Member of the Western Cape Provincial Parliament
- Incumbent
- Assumed office 22 May 2019
- Constituency: 28 May 2024

Mayor of the Bitou Local Municipality
- In office 2006–2011
- Preceded by: Euan Wilderman
- Succeeded by: Memory Booysen
- In office 1995–1998
- Preceded by: Paul Scheepers
- Succeeded by: Euan Wilderman

Personal details
- Born: 3 August 1973 (age 52)
- Party: African National Congress
- Occupation: Politician

= Lulama Mvimbi =

South African politician

Lulama Lennox Mvimbi is a South African politician, party member of the African National Congress and a Member of the Western Cape Provincial Parliament from 22 May 2019 until 28 May 2024. He was the Mayor of the Bitou Local Municipality for two nonconsecutive terms, from 1995 to 1998 and again from 2006 to 2011, respectively. He also served as the mayor of the Eden District Municipality from 2003 to 2006. Mvimbi is the first African National Congress politician to hold the post of Chairperson of the Standing Committee on Public Accounts in the Western Cape Provincial Parliament.

==Career==
At the age of 22 in 1995, Mvimbi was elected Mayor of the Bitou Local Municipality. He served as mayor until 1998. Following his first stint as Mayor, he went on to study at the University of Cape Town.

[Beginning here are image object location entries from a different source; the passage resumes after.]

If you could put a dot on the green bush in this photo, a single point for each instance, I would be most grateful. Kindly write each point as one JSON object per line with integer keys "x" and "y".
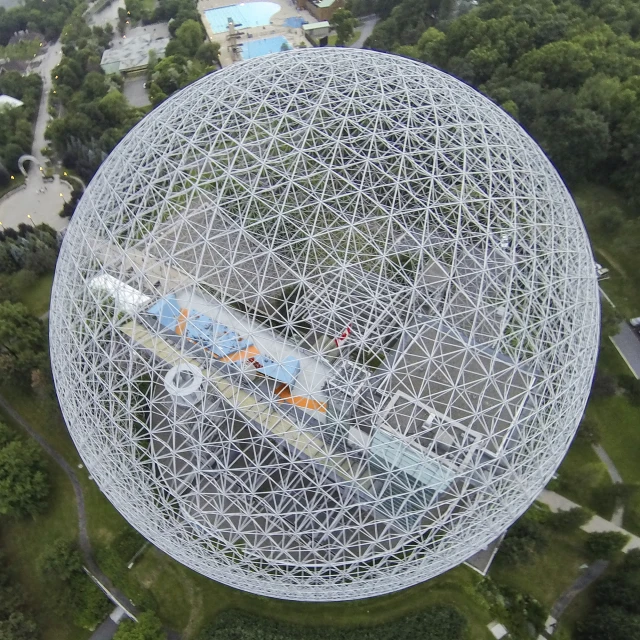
{"x": 24, "y": 483}
{"x": 605, "y": 544}
{"x": 524, "y": 540}
{"x": 441, "y": 622}
{"x": 568, "y": 521}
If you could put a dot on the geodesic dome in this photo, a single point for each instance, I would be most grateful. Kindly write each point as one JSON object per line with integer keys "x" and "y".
{"x": 324, "y": 323}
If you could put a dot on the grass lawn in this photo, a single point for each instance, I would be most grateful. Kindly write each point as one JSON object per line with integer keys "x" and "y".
{"x": 549, "y": 575}
{"x": 24, "y": 542}
{"x": 333, "y": 38}
{"x": 619, "y": 421}
{"x": 36, "y": 298}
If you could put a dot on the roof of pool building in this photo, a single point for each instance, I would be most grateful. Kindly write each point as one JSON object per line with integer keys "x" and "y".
{"x": 244, "y": 15}
{"x": 256, "y": 48}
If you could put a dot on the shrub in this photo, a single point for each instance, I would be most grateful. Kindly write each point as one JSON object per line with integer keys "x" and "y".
{"x": 568, "y": 521}
{"x": 605, "y": 544}
{"x": 440, "y": 622}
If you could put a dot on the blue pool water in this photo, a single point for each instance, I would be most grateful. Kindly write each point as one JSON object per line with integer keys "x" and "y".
{"x": 295, "y": 22}
{"x": 255, "y": 48}
{"x": 247, "y": 14}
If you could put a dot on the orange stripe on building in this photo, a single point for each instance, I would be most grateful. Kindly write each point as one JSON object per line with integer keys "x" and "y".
{"x": 182, "y": 321}
{"x": 284, "y": 393}
{"x": 244, "y": 354}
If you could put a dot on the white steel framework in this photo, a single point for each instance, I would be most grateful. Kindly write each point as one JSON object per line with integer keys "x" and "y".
{"x": 324, "y": 323}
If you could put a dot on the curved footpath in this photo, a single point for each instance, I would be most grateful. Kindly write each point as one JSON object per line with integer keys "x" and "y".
{"x": 83, "y": 535}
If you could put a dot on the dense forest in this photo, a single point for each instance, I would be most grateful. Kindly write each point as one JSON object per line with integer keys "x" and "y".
{"x": 32, "y": 15}
{"x": 16, "y": 125}
{"x": 440, "y": 622}
{"x": 567, "y": 70}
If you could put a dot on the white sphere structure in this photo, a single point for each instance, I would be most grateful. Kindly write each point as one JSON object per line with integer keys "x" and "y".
{"x": 324, "y": 323}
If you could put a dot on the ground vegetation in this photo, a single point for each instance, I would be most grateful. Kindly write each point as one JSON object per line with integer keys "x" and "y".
{"x": 344, "y": 24}
{"x": 75, "y": 593}
{"x": 434, "y": 623}
{"x": 32, "y": 15}
{"x": 614, "y": 604}
{"x": 16, "y": 125}
{"x": 96, "y": 115}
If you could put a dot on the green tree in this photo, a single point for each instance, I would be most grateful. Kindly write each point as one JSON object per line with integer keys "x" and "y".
{"x": 18, "y": 626}
{"x": 61, "y": 566}
{"x": 190, "y": 35}
{"x": 588, "y": 431}
{"x": 568, "y": 521}
{"x": 208, "y": 53}
{"x": 605, "y": 544}
{"x": 148, "y": 627}
{"x": 114, "y": 107}
{"x": 22, "y": 342}
{"x": 24, "y": 485}
{"x": 344, "y": 24}
{"x": 609, "y": 623}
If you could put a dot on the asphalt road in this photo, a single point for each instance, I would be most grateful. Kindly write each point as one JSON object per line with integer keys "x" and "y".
{"x": 628, "y": 344}
{"x": 587, "y": 577}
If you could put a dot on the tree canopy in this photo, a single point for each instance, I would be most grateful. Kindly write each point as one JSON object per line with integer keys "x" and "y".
{"x": 148, "y": 627}
{"x": 24, "y": 483}
{"x": 568, "y": 70}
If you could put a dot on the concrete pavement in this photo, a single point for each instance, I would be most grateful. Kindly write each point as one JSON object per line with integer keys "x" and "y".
{"x": 42, "y": 201}
{"x": 556, "y": 503}
{"x": 586, "y": 578}
{"x": 628, "y": 345}
{"x": 616, "y": 478}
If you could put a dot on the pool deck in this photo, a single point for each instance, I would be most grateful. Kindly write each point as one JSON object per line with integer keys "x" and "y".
{"x": 276, "y": 28}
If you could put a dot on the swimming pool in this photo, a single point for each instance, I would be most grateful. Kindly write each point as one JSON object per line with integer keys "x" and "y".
{"x": 296, "y": 23}
{"x": 262, "y": 47}
{"x": 246, "y": 14}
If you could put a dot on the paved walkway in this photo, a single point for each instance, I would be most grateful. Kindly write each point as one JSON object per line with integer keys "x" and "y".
{"x": 42, "y": 201}
{"x": 365, "y": 27}
{"x": 83, "y": 535}
{"x": 586, "y": 578}
{"x": 597, "y": 524}
{"x": 628, "y": 345}
{"x": 616, "y": 478}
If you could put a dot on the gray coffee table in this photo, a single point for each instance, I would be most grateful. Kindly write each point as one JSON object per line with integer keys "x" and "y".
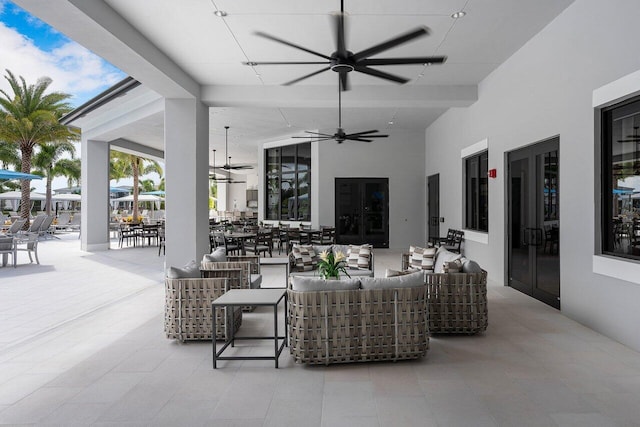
{"x": 243, "y": 297}
{"x": 278, "y": 261}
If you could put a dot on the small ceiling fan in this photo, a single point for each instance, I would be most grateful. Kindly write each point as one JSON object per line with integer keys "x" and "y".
{"x": 225, "y": 180}
{"x": 340, "y": 136}
{"x": 343, "y": 61}
{"x": 228, "y": 166}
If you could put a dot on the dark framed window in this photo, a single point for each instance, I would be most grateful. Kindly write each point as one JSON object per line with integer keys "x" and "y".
{"x": 288, "y": 182}
{"x": 620, "y": 173}
{"x": 477, "y": 192}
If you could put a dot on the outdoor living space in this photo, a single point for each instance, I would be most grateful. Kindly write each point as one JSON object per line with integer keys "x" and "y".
{"x": 83, "y": 344}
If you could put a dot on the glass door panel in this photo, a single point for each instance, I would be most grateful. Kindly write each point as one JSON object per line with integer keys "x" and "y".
{"x": 362, "y": 211}
{"x": 348, "y": 211}
{"x": 534, "y": 226}
{"x": 520, "y": 274}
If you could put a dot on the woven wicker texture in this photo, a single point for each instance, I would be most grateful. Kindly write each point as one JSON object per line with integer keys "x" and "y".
{"x": 457, "y": 301}
{"x": 253, "y": 260}
{"x": 360, "y": 325}
{"x": 187, "y": 314}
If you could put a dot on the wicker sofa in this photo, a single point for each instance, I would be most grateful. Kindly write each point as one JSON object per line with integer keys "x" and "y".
{"x": 457, "y": 300}
{"x": 296, "y": 269}
{"x": 357, "y": 320}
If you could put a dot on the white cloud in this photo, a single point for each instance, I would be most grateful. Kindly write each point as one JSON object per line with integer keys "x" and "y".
{"x": 73, "y": 69}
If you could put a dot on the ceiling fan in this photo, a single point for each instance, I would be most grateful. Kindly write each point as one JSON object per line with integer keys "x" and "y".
{"x": 343, "y": 61}
{"x": 340, "y": 136}
{"x": 225, "y": 180}
{"x": 228, "y": 166}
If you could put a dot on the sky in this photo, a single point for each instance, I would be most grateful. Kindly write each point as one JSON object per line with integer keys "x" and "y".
{"x": 32, "y": 49}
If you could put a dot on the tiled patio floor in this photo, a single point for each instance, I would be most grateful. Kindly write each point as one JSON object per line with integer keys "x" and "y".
{"x": 82, "y": 344}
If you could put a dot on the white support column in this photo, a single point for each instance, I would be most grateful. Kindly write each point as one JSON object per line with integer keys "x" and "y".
{"x": 186, "y": 148}
{"x": 95, "y": 209}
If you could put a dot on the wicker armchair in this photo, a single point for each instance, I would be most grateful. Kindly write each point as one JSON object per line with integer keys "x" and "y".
{"x": 187, "y": 314}
{"x": 358, "y": 325}
{"x": 457, "y": 301}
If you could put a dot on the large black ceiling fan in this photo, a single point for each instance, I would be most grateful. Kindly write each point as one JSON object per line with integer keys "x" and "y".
{"x": 340, "y": 136}
{"x": 228, "y": 166}
{"x": 344, "y": 61}
{"x": 227, "y": 179}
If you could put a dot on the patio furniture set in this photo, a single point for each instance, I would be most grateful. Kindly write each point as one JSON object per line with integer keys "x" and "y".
{"x": 360, "y": 318}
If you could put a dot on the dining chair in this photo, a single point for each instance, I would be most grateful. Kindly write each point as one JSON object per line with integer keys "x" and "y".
{"x": 261, "y": 244}
{"x": 28, "y": 243}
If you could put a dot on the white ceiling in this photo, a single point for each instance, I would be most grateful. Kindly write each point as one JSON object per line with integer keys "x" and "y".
{"x": 211, "y": 49}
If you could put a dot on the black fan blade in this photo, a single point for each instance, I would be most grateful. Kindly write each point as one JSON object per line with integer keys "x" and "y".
{"x": 396, "y": 41}
{"x": 286, "y": 63}
{"x": 363, "y": 132}
{"x": 344, "y": 80}
{"x": 338, "y": 25}
{"x": 318, "y": 133}
{"x": 306, "y": 77}
{"x": 351, "y": 136}
{"x": 295, "y": 46}
{"x": 381, "y": 74}
{"x": 402, "y": 61}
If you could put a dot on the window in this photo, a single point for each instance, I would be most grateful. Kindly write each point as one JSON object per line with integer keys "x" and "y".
{"x": 288, "y": 182}
{"x": 477, "y": 192}
{"x": 621, "y": 179}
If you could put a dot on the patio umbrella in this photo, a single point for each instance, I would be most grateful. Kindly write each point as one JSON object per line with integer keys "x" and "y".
{"x": 7, "y": 174}
{"x": 17, "y": 195}
{"x": 67, "y": 197}
{"x": 141, "y": 198}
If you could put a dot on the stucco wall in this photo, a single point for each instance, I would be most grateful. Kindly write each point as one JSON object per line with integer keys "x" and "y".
{"x": 545, "y": 89}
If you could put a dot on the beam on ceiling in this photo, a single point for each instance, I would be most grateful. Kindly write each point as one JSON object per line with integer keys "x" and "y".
{"x": 321, "y": 96}
{"x": 130, "y": 147}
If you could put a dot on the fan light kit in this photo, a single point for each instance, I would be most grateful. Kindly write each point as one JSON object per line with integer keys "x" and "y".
{"x": 343, "y": 61}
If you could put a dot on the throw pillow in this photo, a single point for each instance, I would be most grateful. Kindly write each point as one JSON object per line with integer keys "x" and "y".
{"x": 191, "y": 270}
{"x": 305, "y": 257}
{"x": 393, "y": 273}
{"x": 443, "y": 257}
{"x": 412, "y": 280}
{"x": 359, "y": 257}
{"x": 454, "y": 266}
{"x": 218, "y": 255}
{"x": 421, "y": 258}
{"x": 312, "y": 284}
{"x": 471, "y": 267}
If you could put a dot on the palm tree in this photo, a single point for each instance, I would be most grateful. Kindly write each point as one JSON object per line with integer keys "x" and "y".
{"x": 49, "y": 163}
{"x": 129, "y": 165}
{"x": 29, "y": 118}
{"x": 9, "y": 157}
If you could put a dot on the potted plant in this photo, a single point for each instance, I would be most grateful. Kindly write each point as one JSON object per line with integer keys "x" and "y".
{"x": 331, "y": 265}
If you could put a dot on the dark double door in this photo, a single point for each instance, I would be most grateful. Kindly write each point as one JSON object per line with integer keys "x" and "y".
{"x": 534, "y": 221}
{"x": 362, "y": 211}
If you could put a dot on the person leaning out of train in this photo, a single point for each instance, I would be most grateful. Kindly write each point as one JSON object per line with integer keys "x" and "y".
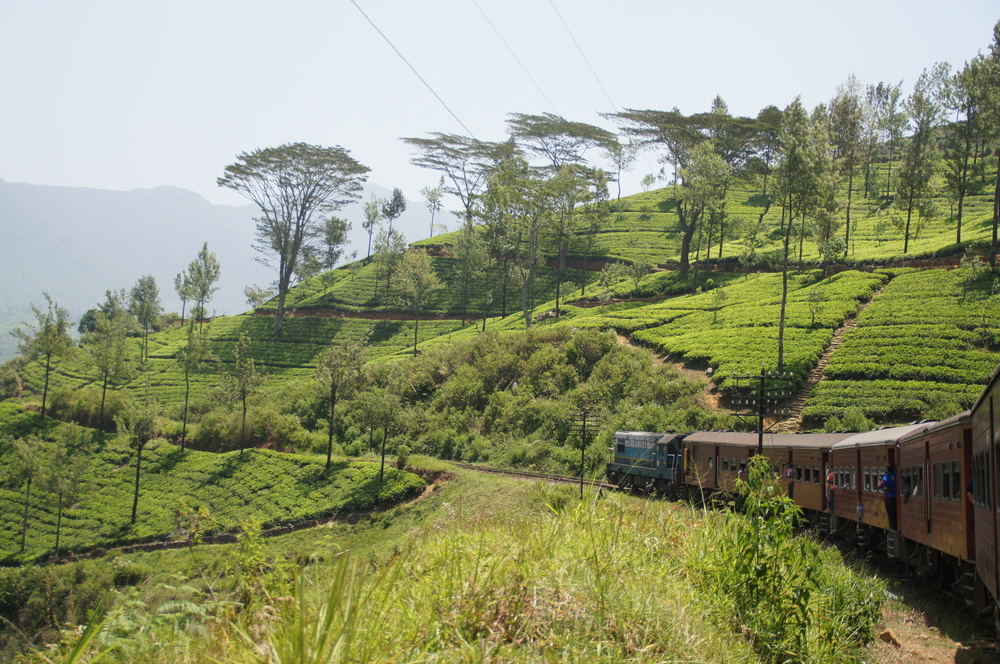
{"x": 831, "y": 484}
{"x": 888, "y": 484}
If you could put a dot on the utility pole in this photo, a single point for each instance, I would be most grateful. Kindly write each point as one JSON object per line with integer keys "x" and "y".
{"x": 583, "y": 419}
{"x": 762, "y": 394}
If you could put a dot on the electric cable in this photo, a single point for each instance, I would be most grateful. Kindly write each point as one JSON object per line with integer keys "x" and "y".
{"x": 517, "y": 59}
{"x": 415, "y": 72}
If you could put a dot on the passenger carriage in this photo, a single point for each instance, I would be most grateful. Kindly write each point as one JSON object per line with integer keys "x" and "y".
{"x": 984, "y": 475}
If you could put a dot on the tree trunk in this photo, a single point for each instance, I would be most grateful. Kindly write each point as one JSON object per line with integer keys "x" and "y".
{"x": 187, "y": 393}
{"x": 416, "y": 326}
{"x": 996, "y": 218}
{"x": 381, "y": 469}
{"x": 781, "y": 320}
{"x": 59, "y": 523}
{"x": 243, "y": 428}
{"x": 138, "y": 468}
{"x": 45, "y": 390}
{"x": 27, "y": 504}
{"x": 847, "y": 224}
{"x": 888, "y": 177}
{"x": 100, "y": 416}
{"x": 329, "y": 437}
{"x": 909, "y": 213}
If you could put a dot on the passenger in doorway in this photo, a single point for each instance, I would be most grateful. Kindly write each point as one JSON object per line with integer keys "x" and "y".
{"x": 830, "y": 486}
{"x": 888, "y": 484}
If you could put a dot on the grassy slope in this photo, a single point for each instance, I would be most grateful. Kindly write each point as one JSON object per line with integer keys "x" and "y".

Shortly after in 2000, he returned to the municipality and was elected a ward councillor for Kwanokuthula. He was elected Mayor of the Eden District Council in 2003 and served until 2006 when the African National Congress recruited Mvimbi to be the party's Bitou mayoral candidate ahead of the national municipal elections. He was elected Mayor and held the position until 2011. Mvimbi resigned as a PR municipal councillor in 2012.

Mvimbi was elected to the Western Cape Provincial Parliament in May 2019. He took office as a Member on 22 May 2019. The governing Democratic Alliance announced that it had offered the post of Chairperson of the Standing Committee on Public Accounts to the official opposition African National Congress. The ANC accepted the offer and nominated Mvimbi to head the committee. The Provincial Parliament confirmed him to the position on 4 June 2019.